The term ‘data lake’ has started to take a strong place in the Information Management architectures and processes of many organisations. In fact, over the last two years, I have seen more and more data managers developing data lakes in an effort to assist their organisations who need to store information that the business may need down the line.
As part of this experience, I also noticed that many companies are under the impression that you can use a data lake to get rid of the data Information Management rigors that are usually associated with conventional data warehousing. Too often, organisations believe that they can merely dump all kinds of data into the data lake, and somehow, whoever needs it, will be able find it and retrieve it later.
But this is madness – if fact, this kind of approach can introduce more chaos into the organisation – where the data lake can potentially become an unmanageable dump of data that no-one knows exactly what is in there, how to manage or access it and with more data continually flooding in.
As with most data related strategies, there are key concepts that should always be considered. This is especially necessary when incorporating a data lake into your Information Strategy.
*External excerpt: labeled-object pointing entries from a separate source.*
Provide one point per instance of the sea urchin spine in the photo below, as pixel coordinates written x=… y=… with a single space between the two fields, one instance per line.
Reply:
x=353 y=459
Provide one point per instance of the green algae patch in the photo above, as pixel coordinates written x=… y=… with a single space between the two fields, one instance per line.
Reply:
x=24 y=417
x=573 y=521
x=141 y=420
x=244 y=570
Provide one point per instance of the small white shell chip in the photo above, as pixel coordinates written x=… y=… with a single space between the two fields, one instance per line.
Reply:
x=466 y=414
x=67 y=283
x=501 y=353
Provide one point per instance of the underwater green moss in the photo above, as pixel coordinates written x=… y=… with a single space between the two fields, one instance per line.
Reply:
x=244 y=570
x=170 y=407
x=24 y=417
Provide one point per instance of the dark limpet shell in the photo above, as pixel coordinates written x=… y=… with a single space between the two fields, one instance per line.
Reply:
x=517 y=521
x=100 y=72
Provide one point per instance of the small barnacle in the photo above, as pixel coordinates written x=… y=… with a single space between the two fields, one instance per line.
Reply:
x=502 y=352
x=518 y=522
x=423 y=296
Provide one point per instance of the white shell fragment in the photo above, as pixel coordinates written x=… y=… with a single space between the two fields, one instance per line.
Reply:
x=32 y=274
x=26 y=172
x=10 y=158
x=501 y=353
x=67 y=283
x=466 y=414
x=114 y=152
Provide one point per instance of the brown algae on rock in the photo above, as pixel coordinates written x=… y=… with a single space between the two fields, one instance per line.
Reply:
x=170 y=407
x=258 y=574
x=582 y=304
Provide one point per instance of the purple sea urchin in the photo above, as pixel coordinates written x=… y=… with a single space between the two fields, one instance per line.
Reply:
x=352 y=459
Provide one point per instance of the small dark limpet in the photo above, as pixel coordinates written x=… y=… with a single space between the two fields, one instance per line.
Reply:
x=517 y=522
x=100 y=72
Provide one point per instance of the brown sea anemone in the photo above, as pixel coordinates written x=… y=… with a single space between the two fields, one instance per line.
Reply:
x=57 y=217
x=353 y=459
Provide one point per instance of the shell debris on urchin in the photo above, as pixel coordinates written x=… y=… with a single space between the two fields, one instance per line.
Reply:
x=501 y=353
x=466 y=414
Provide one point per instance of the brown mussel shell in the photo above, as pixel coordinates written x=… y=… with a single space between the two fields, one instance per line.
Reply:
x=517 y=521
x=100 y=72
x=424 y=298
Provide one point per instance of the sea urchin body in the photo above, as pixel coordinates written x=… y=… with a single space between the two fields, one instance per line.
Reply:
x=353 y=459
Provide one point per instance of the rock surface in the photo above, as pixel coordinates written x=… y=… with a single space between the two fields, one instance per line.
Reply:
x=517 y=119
I would recommend reading the 2016 Building a Data Lake with Legacy Data checklist report (by TDWI and sponsored by Syncsort), as it provides some great insight into the Information Management disciplines that can be applied for a data lake.
There are 3 highlights which stand out for me – so here follows a summary for your interest.
Use master data and metadata accurately
There are various sources of data that make up the lake, but it is crucial to consider – and manage – master data and metadata when developing, implementing and maintaining a data lake in a business. This list of master data items can become quite extensive – yes, we have the standard list of lookup values, but it also includes key entities that are involved in the transactional processes, such as products, customers, suppliers, each with their relevant attributes. With the vast array of data that floods into the lake, the metadata is essential to catalogue its contents and to provide guidance to a wide variety of users on how to access it and how to interpret its contents.
Data lakes need data governance
Given the impact of regulation and governance today, a data lake must form part of the data governance strategy of any business. Not only does this ensure compliance of the data, but allows the data to be more easily accessed and processed, amongst many other opportunities. Data governance cannot be an afterthought, especially for those with extensive legacy data stores, which are often maintained for regulatory and compliance reasons – as well as for long-term analytics use.
Data security becomes important to data lakes
As data is positioned in a data lake, aspects related to data security must be considered and investigated thoroughly by the business who owns the data lake. So, for example, when we look at semantic data, we understand that data is more than just individual fields. Rather it specifies two data basics – as well as the relationship between them – and can be added when you integrate data into a data lake. However, who may access what across such relationships need to be carefully assessed and controlled.
Concluding remarks
Of course, a data lake can reduce the time-consuming and labour-intensive processes associated with gathering and storing large pools of information. However, it does not reduce the need for Information Management disciplines in the broader sense. In fact, a business needs rather more, and stricter, Information Management disciplines and processes to reap the business benefits proposed by the implementation of a data lake.